Birhane Melese, a 40-year-old widow and Sekota resident, had struggled for years to feed her four children. But since she got her six goats, she has a steady supply of milk and butter and uses the manure to fertilize the potatoes, pumpkins, onions and chilies in her backyard. "If we have a problem now, we can just sell some of the goats," said Birhane.

She received her goats from USAID under a pilot project that is helping families develop their own means of income while increasing food security. Working closely with the Ethiopian government, USAID provides animals to the poorest Ethiopians and helps them learn about savings accounts, proper harvest storage and alternative work like beekeeping so that they can survive times of food shortage. A cornerstone of USAID's famine prevention strategy, the three-year, $400-million program aims to give 1.5 million people a productive safety net, in coordination with other government and partner efforts.

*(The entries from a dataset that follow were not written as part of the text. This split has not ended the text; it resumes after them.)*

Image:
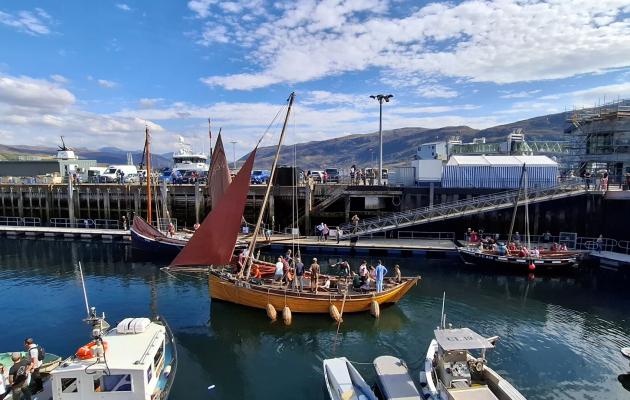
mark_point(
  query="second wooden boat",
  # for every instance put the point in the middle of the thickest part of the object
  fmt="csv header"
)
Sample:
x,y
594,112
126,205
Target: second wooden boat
x,y
223,286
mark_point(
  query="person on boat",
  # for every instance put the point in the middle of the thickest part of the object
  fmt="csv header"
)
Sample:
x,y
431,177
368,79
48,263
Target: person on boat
x,y
397,274
314,274
279,270
363,271
20,376
289,256
319,229
355,222
523,252
325,232
599,242
299,272
33,352
356,281
256,272
502,249
517,238
380,271
326,285
344,268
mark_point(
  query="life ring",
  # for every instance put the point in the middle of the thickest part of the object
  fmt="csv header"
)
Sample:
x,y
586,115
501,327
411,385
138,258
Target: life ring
x,y
86,352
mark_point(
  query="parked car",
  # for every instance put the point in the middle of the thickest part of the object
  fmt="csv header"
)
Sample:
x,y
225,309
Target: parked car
x,y
332,175
317,175
260,176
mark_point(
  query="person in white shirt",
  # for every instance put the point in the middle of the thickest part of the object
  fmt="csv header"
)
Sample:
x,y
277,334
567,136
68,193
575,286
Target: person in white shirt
x,y
32,349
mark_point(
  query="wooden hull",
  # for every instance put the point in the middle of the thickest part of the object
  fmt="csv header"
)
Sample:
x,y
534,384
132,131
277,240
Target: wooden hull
x,y
306,302
513,264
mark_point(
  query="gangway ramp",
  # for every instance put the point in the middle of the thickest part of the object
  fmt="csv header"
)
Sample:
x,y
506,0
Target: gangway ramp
x,y
459,208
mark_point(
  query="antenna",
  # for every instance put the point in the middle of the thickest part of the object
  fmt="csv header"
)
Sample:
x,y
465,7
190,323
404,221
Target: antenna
x,y
443,317
87,307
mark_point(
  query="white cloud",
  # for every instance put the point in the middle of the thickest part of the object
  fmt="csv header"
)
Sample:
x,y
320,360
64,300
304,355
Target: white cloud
x,y
104,83
482,41
59,78
201,7
519,95
31,22
148,103
36,111
28,92
213,34
436,91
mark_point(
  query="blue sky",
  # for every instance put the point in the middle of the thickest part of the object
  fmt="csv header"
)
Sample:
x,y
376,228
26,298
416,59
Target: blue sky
x,y
96,72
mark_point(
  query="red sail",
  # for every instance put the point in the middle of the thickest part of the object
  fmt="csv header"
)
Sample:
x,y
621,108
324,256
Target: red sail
x,y
213,243
219,174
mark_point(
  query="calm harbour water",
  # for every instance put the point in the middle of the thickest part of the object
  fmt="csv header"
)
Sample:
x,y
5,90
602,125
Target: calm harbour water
x,y
560,337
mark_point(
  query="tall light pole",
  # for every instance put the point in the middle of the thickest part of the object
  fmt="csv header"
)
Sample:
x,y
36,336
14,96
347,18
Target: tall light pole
x,y
233,154
381,98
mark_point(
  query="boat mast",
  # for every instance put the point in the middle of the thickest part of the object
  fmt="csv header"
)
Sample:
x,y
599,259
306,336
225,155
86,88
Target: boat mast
x,y
252,244
520,187
147,150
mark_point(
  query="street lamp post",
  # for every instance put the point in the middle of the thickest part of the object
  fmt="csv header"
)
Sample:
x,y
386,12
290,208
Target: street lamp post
x,y
381,98
233,154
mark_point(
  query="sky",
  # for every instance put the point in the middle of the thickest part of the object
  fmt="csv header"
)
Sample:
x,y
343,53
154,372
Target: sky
x,y
99,72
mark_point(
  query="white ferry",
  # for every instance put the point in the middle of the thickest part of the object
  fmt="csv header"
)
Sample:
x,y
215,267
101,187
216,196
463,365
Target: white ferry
x,y
184,159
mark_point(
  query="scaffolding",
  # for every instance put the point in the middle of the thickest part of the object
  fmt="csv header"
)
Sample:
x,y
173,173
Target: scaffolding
x,y
600,139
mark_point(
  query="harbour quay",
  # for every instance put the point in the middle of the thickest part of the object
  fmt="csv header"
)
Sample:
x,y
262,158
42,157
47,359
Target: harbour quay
x,y
588,212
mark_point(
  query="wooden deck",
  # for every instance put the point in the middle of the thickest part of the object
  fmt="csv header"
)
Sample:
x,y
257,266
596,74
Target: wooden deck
x,y
65,232
364,245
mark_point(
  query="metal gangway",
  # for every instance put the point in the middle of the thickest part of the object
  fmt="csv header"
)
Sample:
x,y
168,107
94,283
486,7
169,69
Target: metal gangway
x,y
460,208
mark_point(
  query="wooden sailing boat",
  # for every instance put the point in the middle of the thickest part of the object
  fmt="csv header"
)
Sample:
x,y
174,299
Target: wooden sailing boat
x,y
213,244
148,239
505,261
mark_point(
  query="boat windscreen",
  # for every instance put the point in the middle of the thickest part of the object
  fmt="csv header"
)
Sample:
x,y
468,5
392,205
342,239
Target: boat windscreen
x,y
461,339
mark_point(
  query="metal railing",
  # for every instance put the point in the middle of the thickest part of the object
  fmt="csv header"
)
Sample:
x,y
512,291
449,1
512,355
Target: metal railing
x,y
426,235
459,208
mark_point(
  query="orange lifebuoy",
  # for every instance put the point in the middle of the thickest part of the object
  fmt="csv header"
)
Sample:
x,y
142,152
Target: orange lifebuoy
x,y
85,352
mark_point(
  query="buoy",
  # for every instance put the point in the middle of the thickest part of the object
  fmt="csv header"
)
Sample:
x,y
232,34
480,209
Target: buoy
x,y
271,312
334,313
286,315
375,309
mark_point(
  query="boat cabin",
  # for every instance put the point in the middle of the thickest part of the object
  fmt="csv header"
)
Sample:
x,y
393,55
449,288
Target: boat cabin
x,y
129,368
456,367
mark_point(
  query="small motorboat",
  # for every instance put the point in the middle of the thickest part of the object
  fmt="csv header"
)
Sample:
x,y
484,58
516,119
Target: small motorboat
x,y
451,371
137,360
344,382
50,361
394,380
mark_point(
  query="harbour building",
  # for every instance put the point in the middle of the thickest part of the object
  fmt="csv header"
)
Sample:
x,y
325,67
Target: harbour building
x,y
600,139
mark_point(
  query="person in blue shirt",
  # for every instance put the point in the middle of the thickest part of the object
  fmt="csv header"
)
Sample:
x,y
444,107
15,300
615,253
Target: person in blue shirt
x,y
381,271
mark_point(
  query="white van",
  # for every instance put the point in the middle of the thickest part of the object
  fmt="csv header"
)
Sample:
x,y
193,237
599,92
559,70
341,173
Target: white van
x,y
112,174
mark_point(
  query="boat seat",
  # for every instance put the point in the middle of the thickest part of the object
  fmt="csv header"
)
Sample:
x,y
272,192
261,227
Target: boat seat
x,y
472,393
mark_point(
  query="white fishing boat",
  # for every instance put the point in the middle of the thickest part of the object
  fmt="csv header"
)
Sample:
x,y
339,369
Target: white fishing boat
x,y
344,382
185,159
451,370
394,380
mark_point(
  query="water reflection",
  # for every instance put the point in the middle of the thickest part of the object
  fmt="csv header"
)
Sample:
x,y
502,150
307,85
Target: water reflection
x,y
560,337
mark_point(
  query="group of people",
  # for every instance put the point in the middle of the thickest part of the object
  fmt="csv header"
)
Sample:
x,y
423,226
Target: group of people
x,y
22,379
290,272
363,176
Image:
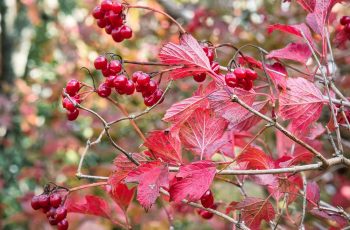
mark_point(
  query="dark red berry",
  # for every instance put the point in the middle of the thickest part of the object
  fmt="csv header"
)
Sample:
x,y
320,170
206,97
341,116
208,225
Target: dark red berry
x,y
35,203
126,32
55,200
207,199
345,20
101,62
72,115
72,87
61,213
120,82
231,80
97,13
44,201
129,87
62,225
240,73
107,5
103,90
251,74
115,66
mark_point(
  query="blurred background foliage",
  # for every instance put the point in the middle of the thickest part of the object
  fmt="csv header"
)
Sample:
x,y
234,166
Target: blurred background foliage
x,y
44,43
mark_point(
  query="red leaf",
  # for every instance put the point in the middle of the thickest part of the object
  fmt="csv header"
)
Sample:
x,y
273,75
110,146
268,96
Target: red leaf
x,y
182,110
189,54
150,178
121,194
202,132
192,181
165,146
302,103
312,194
93,205
255,210
278,74
293,51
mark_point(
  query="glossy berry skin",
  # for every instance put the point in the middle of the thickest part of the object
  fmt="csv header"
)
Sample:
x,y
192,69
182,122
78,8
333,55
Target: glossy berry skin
x,y
103,90
115,66
35,203
44,201
55,200
61,213
63,225
101,62
72,115
72,87
207,200
200,77
231,80
345,20
240,73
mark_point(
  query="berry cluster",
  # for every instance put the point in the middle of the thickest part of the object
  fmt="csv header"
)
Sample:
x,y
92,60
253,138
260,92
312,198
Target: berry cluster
x,y
345,21
207,200
51,205
72,89
110,16
241,77
149,88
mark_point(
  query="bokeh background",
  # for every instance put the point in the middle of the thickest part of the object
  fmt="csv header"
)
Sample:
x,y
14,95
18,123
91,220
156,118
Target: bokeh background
x,y
44,43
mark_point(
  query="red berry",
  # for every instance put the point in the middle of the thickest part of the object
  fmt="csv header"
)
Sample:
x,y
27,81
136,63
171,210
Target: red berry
x,y
199,77
231,80
101,62
103,90
44,201
72,87
120,82
240,73
116,35
345,20
55,200
63,225
61,213
115,66
72,115
101,23
207,199
251,74
97,13
117,7
126,32
107,5
35,203
110,81
129,87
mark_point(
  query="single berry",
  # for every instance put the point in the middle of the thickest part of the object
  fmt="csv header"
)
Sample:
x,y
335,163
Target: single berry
x,y
126,32
103,90
97,13
72,87
345,20
240,73
101,62
199,77
35,203
61,213
55,200
72,115
231,80
44,201
120,82
207,199
62,225
115,66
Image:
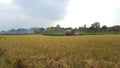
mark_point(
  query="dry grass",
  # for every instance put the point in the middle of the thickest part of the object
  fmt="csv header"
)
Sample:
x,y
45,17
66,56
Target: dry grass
x,y
36,51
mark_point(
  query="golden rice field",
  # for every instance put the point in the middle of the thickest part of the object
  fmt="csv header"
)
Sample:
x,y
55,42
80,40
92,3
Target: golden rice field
x,y
37,51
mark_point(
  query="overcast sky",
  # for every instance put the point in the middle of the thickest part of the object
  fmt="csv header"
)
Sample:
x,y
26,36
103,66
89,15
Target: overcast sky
x,y
67,13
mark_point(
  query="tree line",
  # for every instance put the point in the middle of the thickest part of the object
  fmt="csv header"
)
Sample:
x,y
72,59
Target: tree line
x,y
95,28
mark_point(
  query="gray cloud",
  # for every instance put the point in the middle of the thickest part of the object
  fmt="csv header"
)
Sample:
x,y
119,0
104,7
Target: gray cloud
x,y
32,13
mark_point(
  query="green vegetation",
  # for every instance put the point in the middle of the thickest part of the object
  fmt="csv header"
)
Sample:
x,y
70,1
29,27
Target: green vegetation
x,y
37,51
94,29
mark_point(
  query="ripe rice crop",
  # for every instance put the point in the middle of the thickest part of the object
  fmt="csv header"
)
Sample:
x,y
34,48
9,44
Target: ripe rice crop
x,y
37,51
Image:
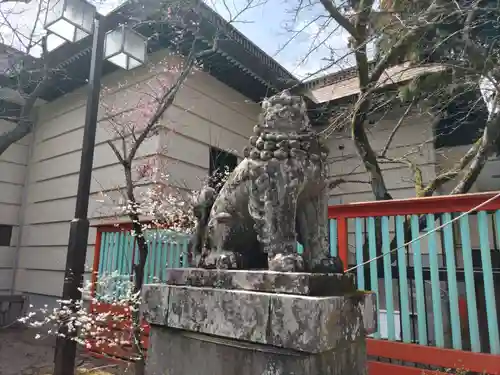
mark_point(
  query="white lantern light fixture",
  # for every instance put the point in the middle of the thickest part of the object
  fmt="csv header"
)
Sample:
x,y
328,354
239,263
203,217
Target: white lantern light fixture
x,y
71,20
125,47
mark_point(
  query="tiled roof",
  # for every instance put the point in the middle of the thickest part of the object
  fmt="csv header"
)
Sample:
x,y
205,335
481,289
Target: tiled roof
x,y
345,83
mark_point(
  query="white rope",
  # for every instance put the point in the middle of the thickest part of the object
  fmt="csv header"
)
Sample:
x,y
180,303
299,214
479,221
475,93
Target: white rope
x,y
425,234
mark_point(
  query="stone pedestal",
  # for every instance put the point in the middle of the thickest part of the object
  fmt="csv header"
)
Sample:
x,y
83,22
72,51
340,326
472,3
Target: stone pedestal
x,y
209,322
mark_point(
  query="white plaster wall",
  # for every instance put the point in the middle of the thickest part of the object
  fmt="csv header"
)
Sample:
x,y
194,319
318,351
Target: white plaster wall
x,y
412,140
206,112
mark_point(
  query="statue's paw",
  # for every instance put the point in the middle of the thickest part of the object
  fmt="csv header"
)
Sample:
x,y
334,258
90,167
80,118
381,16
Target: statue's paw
x,y
225,260
329,265
286,263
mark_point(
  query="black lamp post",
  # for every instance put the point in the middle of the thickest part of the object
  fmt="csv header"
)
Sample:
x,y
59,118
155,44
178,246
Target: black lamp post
x,y
73,20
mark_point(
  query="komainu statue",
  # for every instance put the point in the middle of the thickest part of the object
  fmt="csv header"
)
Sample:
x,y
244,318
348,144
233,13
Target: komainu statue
x,y
275,197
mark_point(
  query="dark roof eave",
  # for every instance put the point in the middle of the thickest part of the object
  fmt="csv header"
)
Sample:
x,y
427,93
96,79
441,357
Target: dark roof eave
x,y
236,50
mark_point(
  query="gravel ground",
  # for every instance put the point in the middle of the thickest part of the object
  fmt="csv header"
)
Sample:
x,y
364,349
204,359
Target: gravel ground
x,y
22,354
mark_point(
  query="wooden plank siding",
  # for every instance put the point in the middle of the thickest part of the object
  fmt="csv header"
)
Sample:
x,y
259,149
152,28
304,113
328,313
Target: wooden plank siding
x,y
206,112
12,174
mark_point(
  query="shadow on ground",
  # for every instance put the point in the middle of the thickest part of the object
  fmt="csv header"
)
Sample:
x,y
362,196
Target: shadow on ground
x,y
22,354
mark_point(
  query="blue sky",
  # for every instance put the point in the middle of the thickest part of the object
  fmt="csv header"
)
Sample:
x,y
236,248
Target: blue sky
x,y
270,26
267,25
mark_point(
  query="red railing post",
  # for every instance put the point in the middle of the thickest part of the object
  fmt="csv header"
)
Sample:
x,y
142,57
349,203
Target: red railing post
x,y
342,241
95,266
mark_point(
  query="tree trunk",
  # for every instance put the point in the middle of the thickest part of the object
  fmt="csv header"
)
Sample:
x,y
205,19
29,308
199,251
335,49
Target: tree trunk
x,y
138,268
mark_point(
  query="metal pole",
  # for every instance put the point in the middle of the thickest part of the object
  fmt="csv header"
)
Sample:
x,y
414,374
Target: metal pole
x,y
65,352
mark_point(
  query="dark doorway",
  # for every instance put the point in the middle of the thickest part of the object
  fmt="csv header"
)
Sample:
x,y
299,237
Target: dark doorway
x,y
221,163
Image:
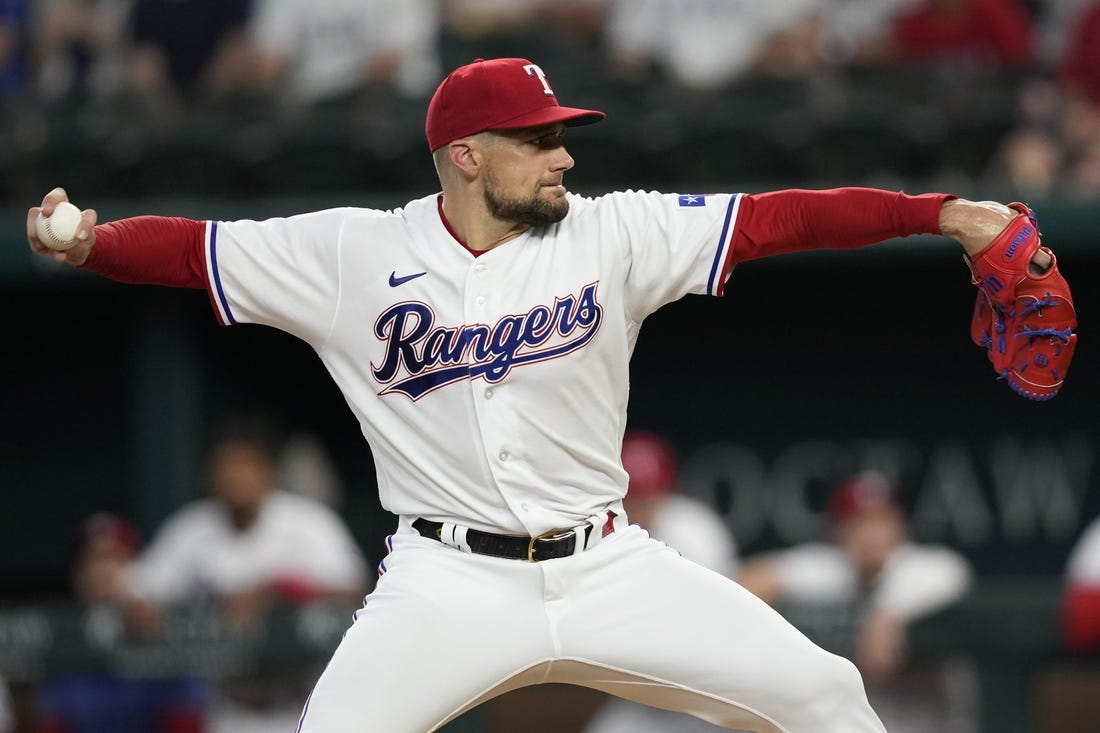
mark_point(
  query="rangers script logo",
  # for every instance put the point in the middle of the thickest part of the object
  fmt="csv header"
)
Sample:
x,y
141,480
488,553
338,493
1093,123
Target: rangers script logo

Two years into the program, Sekota's residents have constructed 71 miles (115 kilometers) of roads, making their district more accessible. In 2004, they planted thousands of fruit and tree seedlings and built two grain banks, where 291 farmers store sorghum, wheat, barley and beans to avoid post-harvest loss and conserve during lean periods. Six farmers' field schools were set up for villagers to learn about crop diversification and pest, soil and moisture management.

In the summer months, as food runs out, 47-year-old Sekota resident Wolde-Yohannes Allegue works on other people's farms or in road crews, often getting his pay in food and vegetable oil. He says he and his wife fight less over food now, and his seven children are eating a more varied diet.